Konkretisierung der geplanten Investition für Ansparabschreibung nach § 7g Abs. 3 Satz 2 EStG

Gesetze: EStG § 7g, EStG § 4 Abs. 3

Instanzenzug: (Verfahrensverlauf),

Gründe

I. Der Kläger und Revisionsbeklagte (Kläger) plante ab dem Jahr 1995 die Errichtung einer Windkraftanlage. Am gab er ein Standortgutachten zur Bewertung des Windaufkommens in X in Auftrag und meldete am ein entsprechendes Gewerbe an. Seit dieser Zeit bemühte er sich um den Ausweis der für die Windkraftanlage benötigten Fläche im Flächennutzungsplan der Gemeinde.

Am meldete der Kläger unter derselben Anschrift, unter der er auch den Betrieb einer Windkraftanlage angemeldet hatte, zusätzlich die Tätigkeit als Händler und Handelsvertreter für Baustoffe an. Aus dieser Tätigkeit erzielte er im Streitjahr 1997 einen Gewinn in Höhe von 292 119 DM und im Streitjahr 1998 in Höhe von 349 587 DM. Seinen Gewinn ermittelte er durch Einnahmen-Überschuss-Rechnung nach § 4 Abs. 3 des Einkommensteuergesetzes (EStG).

Im Zuge der Gewinnermittlung für das Streitjahr 1998 bildete der Kläger für die geplante Investition einer Windkraftanlage eine Ansparrücklage nach § 7g EStG in Höhe von 600 000 DM. Diese erkannte der Beklagte und Revisionskläger (das Finanzamt —FA—) zunächst an und berücksichtigte in dem unter dem Vorbehalt der Nachprüfung stehenden Einkommensteuersteuerbescheid 1998 einen Verlust aus Gewerbebetrieb in Höhe von 250 413 DM. Darüber hinaus trug er antragsgemäß einen Verlust in Höhe von 192 046 DM nach § 10d EStG in das Jahr 1997 zurück.

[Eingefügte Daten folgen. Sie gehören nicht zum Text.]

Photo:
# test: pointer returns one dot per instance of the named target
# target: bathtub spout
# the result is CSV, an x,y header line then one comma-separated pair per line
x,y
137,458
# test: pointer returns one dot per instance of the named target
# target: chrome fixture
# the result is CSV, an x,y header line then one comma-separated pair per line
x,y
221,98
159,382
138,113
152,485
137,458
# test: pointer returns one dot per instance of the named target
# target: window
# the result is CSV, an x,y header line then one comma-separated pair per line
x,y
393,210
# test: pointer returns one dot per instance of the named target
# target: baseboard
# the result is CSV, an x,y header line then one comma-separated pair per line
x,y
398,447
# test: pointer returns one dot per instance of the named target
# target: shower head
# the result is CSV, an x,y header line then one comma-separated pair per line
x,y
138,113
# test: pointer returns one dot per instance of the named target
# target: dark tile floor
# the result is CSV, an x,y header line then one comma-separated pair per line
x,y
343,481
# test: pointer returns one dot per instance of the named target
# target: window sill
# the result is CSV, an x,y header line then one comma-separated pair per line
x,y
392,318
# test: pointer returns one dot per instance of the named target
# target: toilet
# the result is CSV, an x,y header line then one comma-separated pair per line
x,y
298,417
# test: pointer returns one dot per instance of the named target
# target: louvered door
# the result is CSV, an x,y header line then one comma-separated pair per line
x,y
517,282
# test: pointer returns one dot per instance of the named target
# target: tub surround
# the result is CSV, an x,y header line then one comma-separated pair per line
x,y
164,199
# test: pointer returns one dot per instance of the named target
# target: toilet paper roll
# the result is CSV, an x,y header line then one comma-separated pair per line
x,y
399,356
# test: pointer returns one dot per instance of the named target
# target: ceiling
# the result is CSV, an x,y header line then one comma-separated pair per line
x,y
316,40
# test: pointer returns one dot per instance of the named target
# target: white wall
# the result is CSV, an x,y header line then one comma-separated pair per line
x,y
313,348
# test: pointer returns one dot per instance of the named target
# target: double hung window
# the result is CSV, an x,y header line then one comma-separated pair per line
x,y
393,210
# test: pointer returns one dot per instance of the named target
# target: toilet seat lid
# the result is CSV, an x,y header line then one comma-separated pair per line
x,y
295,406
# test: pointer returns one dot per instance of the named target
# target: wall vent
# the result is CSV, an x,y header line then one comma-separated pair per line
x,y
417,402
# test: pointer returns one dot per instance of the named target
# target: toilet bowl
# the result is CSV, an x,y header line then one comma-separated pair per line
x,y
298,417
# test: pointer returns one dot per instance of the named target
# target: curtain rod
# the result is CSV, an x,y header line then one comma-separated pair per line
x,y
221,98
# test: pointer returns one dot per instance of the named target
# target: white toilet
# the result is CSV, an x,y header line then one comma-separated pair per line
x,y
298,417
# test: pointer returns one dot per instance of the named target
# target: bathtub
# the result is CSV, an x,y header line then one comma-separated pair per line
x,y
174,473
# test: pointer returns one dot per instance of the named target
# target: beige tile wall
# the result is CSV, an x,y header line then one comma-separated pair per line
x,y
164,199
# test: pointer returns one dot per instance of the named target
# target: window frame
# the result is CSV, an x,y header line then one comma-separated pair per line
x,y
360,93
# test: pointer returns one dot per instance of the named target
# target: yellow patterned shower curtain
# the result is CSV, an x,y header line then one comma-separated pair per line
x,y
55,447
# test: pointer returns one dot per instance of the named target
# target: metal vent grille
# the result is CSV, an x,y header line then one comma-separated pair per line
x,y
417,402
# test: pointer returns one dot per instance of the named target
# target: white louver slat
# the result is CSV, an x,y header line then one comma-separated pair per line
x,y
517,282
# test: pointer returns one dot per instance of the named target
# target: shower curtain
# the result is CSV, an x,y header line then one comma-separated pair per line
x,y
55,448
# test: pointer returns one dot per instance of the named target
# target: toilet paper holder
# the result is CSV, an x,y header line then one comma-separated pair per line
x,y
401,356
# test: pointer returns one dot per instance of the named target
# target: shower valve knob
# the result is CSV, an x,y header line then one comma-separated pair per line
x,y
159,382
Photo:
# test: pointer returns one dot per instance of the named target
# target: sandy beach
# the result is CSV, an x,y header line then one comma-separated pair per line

In der Folgezeit gelangte das FA jedoch zu der Auffassung, dass die Voraussetzungen für die Gewährung der Ansparrücklage nicht vorlägen. Es war der Ansicht, der Betrieb der Windkraftanlage und die Tätigkeit als Händler und Handelsvertreter für Baustoffe seien zwei Gewerbebetriebe. Zudem sei der Betrieb der Windkraftanlage im Jahr 1998 noch nicht eröffnet worden. Mit Bescheid vom änderte es den Einkommensteuerbescheid 1998. Unter Berücksichtigung eines Gewinns aus Gewerbebetrieb in Höhe von 349 505 DM setzte es die Einkommensteuer 1998 auf 141 035 DM fest. Am selben Tag erließ es einen geänderten Einkommensteuerbescheid für 1997. Ohne Berücksichtigung eines Verlustrücktrags setzte es die Einkommensteuer 1997 um 81 540 DM höher fest.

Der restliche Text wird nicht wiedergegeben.